Health Care

Fauci says ‘we need to keep the politics out of’ investigating COVID origins

Dr. Anthony Fauci, White House Chief Medical Advisor and Director of the NIAID, addresses reporters during the daily briefing at the White House on Tuesday, November 22, 2022.

Anthony Fauci, President Biden’s outgoing chief medical adviser, on Sunday urged officials to “keep the politics out of” investigating the origins of COVID-19 in China.

Speaking with moderator Margaret Brennan on CBS’s “Face the Nation,” Fauci said he is keeping an open mind, but he reiterated that the evidence is “quite strong” that the virus occurred naturally.

“They’re very suspicious of anybody trying to accuse them,” Fauci said of the Chinese government. “We need to have an open dialogue with their scientists and our scientists, keep the politics out of it.”

Republicans have indicated they plan to investigate the origins of the pandemic upon taking the House majority in January as well as Fauci himself, suggesting COVID-19 instead originated from a laboratory.

“All of my colleagues, keep an absolutely open mind,” Fauci said on CBS. “We’ve got to investigate every possibility because this is too important not to do that.

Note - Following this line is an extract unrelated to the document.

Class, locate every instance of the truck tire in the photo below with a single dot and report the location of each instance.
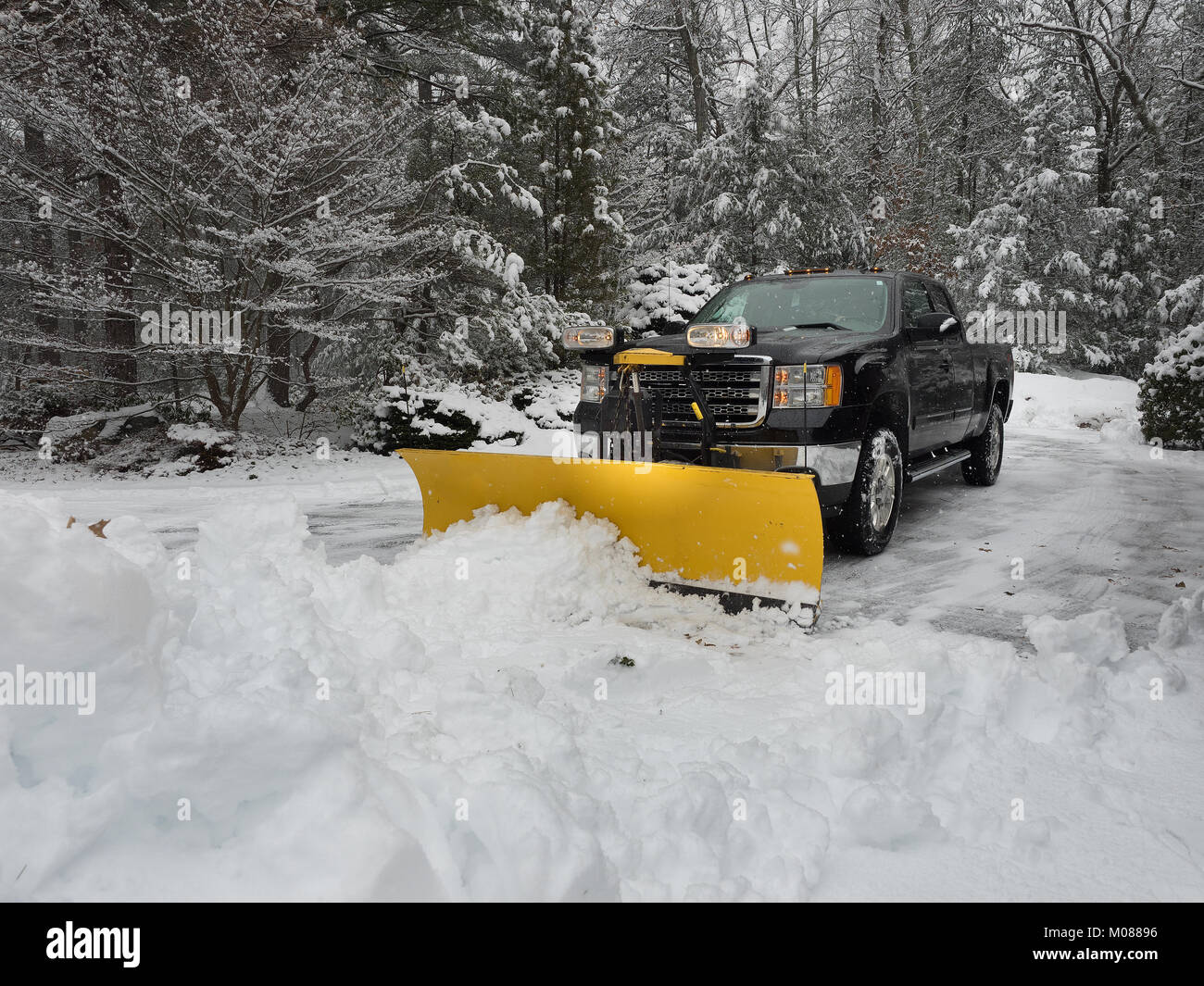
(986, 452)
(872, 509)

That’s not incompatible with saying the scientific evidence still weighs much more strongly that this is a natural occurrence. You must keep your mind open that it’s something other than that.”


But Fauci pushed back on the notion that the Chinese Communist Party covered up the pandemic’s origins. 

“Not necessarily the scientists that we know and we have dealt with and collaborated with productively for decades, but the whole establishment — a political and other establishment in China, even when there’s nothing at all to hide — they act secretive, which absolutely triggers an appropriate suspicion,” Fauci said.

He went on to criticize former President Trump’s accusatory comments against China during the early months of the pandemic, although Fauci acknowledged a need for more data.

“What happens is that if you look at the anti-China approach, that clearly the Trump administration had right from the very beginning, and the accusatory nature, the Chinese are going to flinch back and say, ‘Oh, I’m sorry, we’re not going to talk to you about it,’ which is not correct. They should be,” Fauci told Brennan.